BETWEEN THE COVERS: Brodber's literary faces range from cool classics to poignant poetry.
Putting pen to paper as she brings those ideas to rousing life on the page is all in a day’s work for author Dr. Erna Brodber. But, by her own admission, she equally enjoys being engrossed by an intriguing pageturner, whether it’s poetry, fiction or non-fiction. Tonnes of titles rank high on her list of all-time favourites but, naturally, there are those reads that moved her so deeply, transforming for her the reading experience, that they now top her Most Memorable List.

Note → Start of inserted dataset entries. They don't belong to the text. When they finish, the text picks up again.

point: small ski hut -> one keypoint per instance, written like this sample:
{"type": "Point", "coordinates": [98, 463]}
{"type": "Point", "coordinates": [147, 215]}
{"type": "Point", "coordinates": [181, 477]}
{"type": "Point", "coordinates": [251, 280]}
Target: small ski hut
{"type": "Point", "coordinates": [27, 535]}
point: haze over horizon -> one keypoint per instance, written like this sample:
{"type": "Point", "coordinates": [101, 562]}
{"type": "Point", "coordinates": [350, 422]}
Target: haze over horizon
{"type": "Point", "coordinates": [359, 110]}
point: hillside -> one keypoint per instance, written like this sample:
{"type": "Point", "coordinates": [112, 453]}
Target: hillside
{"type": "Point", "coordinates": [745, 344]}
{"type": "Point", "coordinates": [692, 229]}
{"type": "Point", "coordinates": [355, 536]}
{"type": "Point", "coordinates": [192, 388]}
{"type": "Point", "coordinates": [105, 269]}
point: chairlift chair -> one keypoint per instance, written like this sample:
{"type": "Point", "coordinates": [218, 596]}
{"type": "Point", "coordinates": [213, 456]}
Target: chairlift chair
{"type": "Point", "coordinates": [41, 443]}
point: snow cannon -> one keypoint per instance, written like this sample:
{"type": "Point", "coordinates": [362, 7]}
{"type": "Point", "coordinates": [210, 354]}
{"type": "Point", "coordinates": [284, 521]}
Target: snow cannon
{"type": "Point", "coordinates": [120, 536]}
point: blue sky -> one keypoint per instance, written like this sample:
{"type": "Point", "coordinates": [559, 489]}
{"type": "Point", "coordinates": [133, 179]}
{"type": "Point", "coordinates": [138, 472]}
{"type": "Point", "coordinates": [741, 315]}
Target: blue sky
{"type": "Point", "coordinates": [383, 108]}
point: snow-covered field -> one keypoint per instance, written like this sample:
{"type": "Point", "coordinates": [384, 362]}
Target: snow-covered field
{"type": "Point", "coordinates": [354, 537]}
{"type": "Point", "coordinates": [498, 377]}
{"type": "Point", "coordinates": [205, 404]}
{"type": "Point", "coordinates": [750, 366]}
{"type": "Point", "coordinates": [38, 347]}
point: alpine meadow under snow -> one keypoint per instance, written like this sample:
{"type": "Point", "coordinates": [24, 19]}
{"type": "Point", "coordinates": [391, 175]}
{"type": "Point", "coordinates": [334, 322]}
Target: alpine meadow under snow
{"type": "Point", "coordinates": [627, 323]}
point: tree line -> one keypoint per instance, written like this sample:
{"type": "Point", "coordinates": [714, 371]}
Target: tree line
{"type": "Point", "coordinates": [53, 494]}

[Aphra Behn’s] The Rover warrants an early mention. “For me, it’s a very important book and it was very well written. I have a big interest in history and it deals with a part of the French Revolution, which I find appealing,” Brodber shares. Closer to home, she cites Vic Reid’s New Day, whose blend of narrative verve and Jamaican history is a powerful blend. “In this story, Reid is attempting to look at the Morant Bay Rebellion and making a link between the old people of Morant Bay and the newer generation of Jamaicans. It’s the West Indian book I enjoyed the most growing up.”
And speaking of growing up, in her youth she was terribly fond of Louisa May Alcott’s coming-of-age saga Little Women. “Even though I’m a Jamaican, I identified with those girls growing up,” says the author, whose own oeuvre includes the young-women-on-the-rise classic Jane and Louisa Will Soon Come Home. When it comes to poetry, Brodber readily mentions Kamau Brathwaites’s Rite of Passage collection. “Again I’m drawn to the historical angle. It’s his attempt to write our history because our history is so unwritten.”
From her own acclaimed body of work, she chooses Myal. “It has won a lot of awards. I enjoyed writing it, and I like it very much,” she offers. “And I think the themes that the story explores are still relevant. A book like Myal will never die.”
> STILL WRITING: What’s next for the author?
“I’m not working on anything fiction. My writing life is more non-fiction than fiction,” the 75-year-old sociologist and retired lecturer tells TALLAWAH. “I’m currently working on a set of essays on African-Jamaican and African-American relations.” So how’s life at her age? “I’m comfortable. I’m happy. I enjoy living in the country [St. Mary], which is where I’m heading now.”